The gross proceeds of the Private Placement have been deposited in escrow with a mutually acceptable escrow agent and will be released to Westbridge immediately prior to the closing of the Transaction, provided that if the closing is not completed on or prior to June 30, 2021, the Subscription Receipts will be cancelled, and the escrowed proceeds shall be returned to the purchasers thereof.  All securities issued and issuable in connection with the Private Placement are subject to a statutory hold period expiring on August 16, 2021.  Finder’s fees of approximately $40,000 will be paid in connection with the Private Placement.

Insiders of Westbridge purchased an aggregate of 3,000,000 Subscription Receipts the Private Placement.

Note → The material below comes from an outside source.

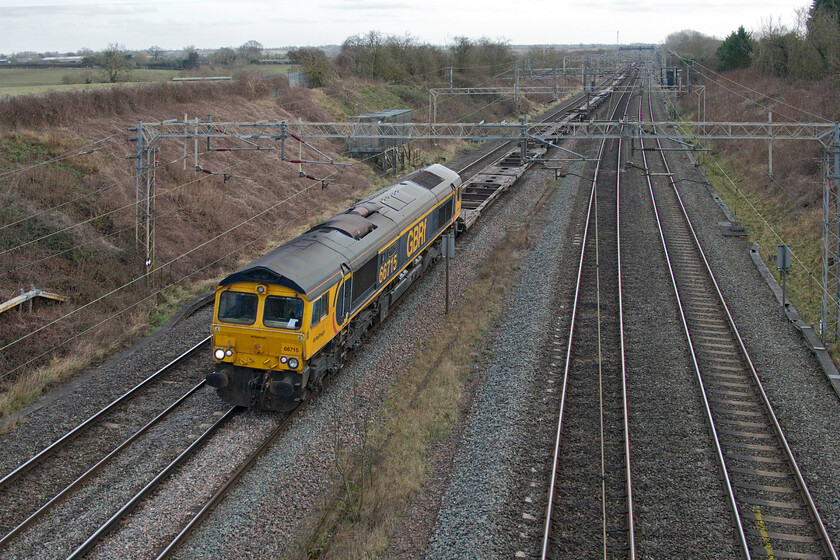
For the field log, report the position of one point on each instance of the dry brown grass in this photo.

Accordingly, the Private Placement is a “related party transaction” under Multilateral Instrument 61-101 – Protection of Minority Security Holders in Special Transactions (“MI 61- 101”). Westbridge relied on the exemptions from the formal valuation and minority shareholder approval requirements of MI 61-101 contained in Sections 5.5(b) and 5.7(1)(a) of MI 61-101 in respect of related party participation in the Private Placement as Westbridge is listed on the NEX board of the TSX Venture Exchange (the “TSXV”) and neither the fair market value (as determined under MI 61 -101) of the subject matter of, nor the fair market value of the consideration for, the Private Placement, insofar as it involves the related parties, exceeded 25% of Westbridge’s market capitalization (as determined under MI 61-101).  Westbridge will file a material change report in respect of the Private Placement.  However, it will be filed less than 21 days in advance of this closing, which is consistent with market practice and Westbridge deems reasonable in the circumstances given that no conditions to closing remain unsatisfied that would have required the closing to have been delayed for such period. The Private Placement remains subject to the final approval of the TSXV.

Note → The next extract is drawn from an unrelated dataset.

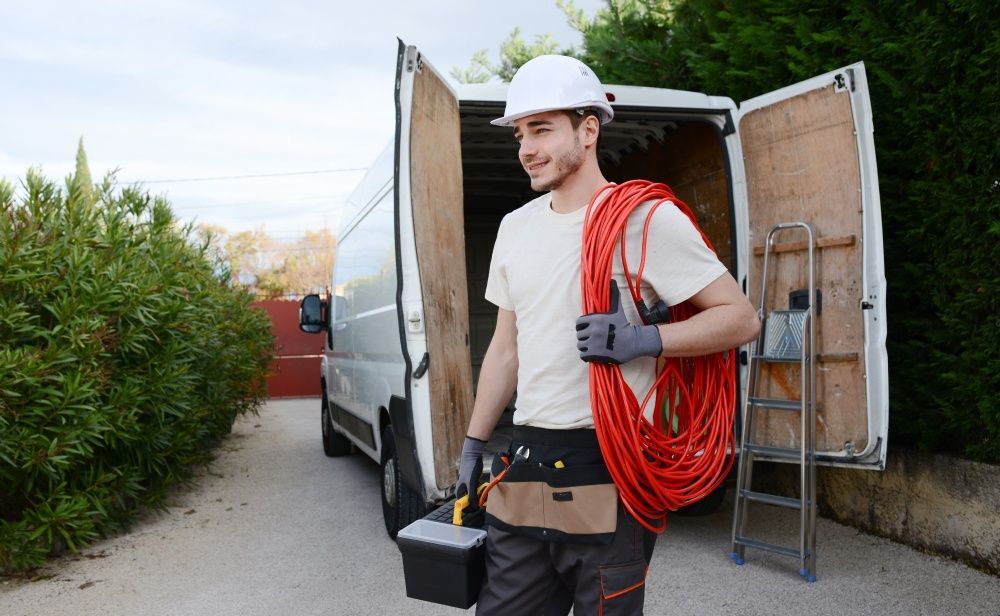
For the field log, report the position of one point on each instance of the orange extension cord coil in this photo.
(687, 451)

Completion of the Transaction is subject to a number of conditions including, but not limited to, TSXV approval. The Transaction cannot close until all required regulatory approvals are is obtained. There can be no assurance that the Transaction will be completed as proposed or at all. Investors are cautioned that, except as disclosed in the filing statement to be prepared in connection with the Transaction, any information released or received with respect to the Transaction may not be accurate or complete and should not be relied upon. Trading in the securities of the Company should be considered highly speculative. The TSXV has in no way passed upon the merits of the Transaction and has neither approved nor disapproved the contents of this news release.

On behalf of the Board of Directors,

Scott Kelly, Director & CEO

Westbridge Energy Corp.

+1 604-687-7767

skelly@westbridgecorp.ca

 

 

 

 

 

 

Neither the TSX Venture Exchange nor its Regulation Services Provider (as that term is defined in the policies of the TSX Venture Exchange) accepts responsibility for the adequacy or accuracy of this release.

 

Forward-Looking Statements

This news release contains statements about the Company’s expectations regarding the proposed Transaction of the Company and the Private Placement which are forward-looking in nature and, as a result, are subject to certain risks and uncertainties. Although the Company believes that the expectations reflected in these forward-looking statements are reasonable, undue reliance should not be placed on them as actual results may differ materially from the forward-looking statements. Factors that could cause the actual results to differ materially from those in forward-looking statements include general business, economic, competitive and social uncertainties; and the delay or failure to receive all applicable regulatory and third-party approvals, and failure to complete the Transaction as presently proposed or at all.  The forward-looking statements contained in this press release are made as of the date hereof, and the Company undertakes no obligation to update publicly or revise any forward-looking statements or information, except as required by law.